We can tell some types now. We're returning a double, which means that subtotal (which is a member of a struct, not a function itself) must be at most a double (could be an int or a float and it would be silently cast up). We know Discount is a struct that we create, it contains a function pointer to something called rate. But we're still limited in what we can reason about. There are some ownership questions: does discount hold a pointer to order? Can I keep discount around after I free the order? What if shipping mutates something in the order, does that affect the calculated rate? Which is called first? Does it matter? Do I need to do anything to clean up from creating a new Discount?

Sure. Probably not. This is probably exactly what it looks like it is. Except that you have some weird bug report and a stack trace led you here, and you don't trust anything right now; anything could have weird behavior hiding behind it.


What you want, what you need, is to be able to rule things out. Clear the building, mark off sections as "this can't possibly be it, so I can ignore this." You need to be able to look at a piece of code and know what it does.

Maybe you say, well, you can do that in C, no problem, just have good style and don't write code that has hidden traps. That's what I said about Ruby 20 years ago, and it turns out not to be good enough: you have to have that discipline across everyone in the project, across hundreds of files and tens of thousands of lines, across potentially decades of development, including that one really weird shipping bug you put in that cursed fix for late one Friday afternoon and had every intention of revisiting on Monday. Including the horrible code that came out of that intern one summer when he was supposed to implement selling gift cards, which have weird discount-code rules, which no one understands but it seems to work so everyone's afraid to touch it.

Maybe you say, well, my codebase is intentionally kept small enough that it's never a problem. In which case, sure! Good for you! I hope you have fun working on your small project solving small problems, this is legitimately not relevant to you, this is not a problem you have. Programming is relevant to all software, but software engineering really only comes into play on large systems. Software engineering is the discipline of managing complexity. It's about making things reasonable, in the sense of "able to be reasoned about."


Here is a third piece of code:

// Rust
fn total_amount(order: &order) -> f64 {
  order.subtotal as f64 - (order.discount.rate_for(&order) * order.subtotal) as f64 + shipping(order)
}

This piece of code implies some things:

  • First, order.subtotal, which is a normal field, is not an f64, but it's a primitive type that can be cast into it.
  • order.discount must be some non-primitive that has a rate_for method. We know that method isn't going to alter the order in any way because it can't; it takes an &Order, not a &mut Order.
  • It also must be returning a primitive of the same type as subtotal or we'd have to explicitly cast.
  • shipping takes an &Order, which again it cannot mutate, and returns an f64. It has no side effects or cleanup we need to worry about or else we would have to deal with them.

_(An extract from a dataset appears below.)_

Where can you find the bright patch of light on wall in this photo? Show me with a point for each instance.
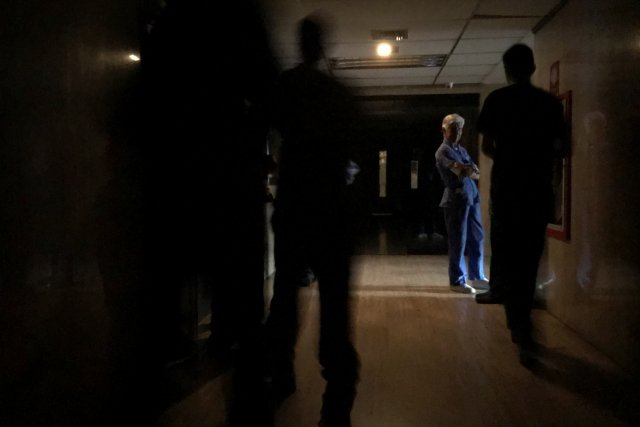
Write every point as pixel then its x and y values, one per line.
pixel 384 49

While writing this I find myself imagining the rest of the system this goes with: discount is almost certainly an enum Discount with a rate_for that contains a big match statement of all the discount formulae...

Can this function hide a bug? Maybe... but unlikely. Nothing it calls is fallible, or else it would return Result or Option. From here I might look into whatever order.discount is, or whatever shipping does, but this seems like it can have no weird behavior hiding in it.

It's reasonable.


Programming is not a science. It's a form of engineering, a craft, an art form sometimes... Debugging is a science for sure. And to do science, you need to perform experiments, and be able to reason about the results. You need rules that are consistent and observable. You need defined behavior.

Good languages give you that. Bad languages give you footguns. Really bad languages look like they give you that, and actually give you foot-howitzers.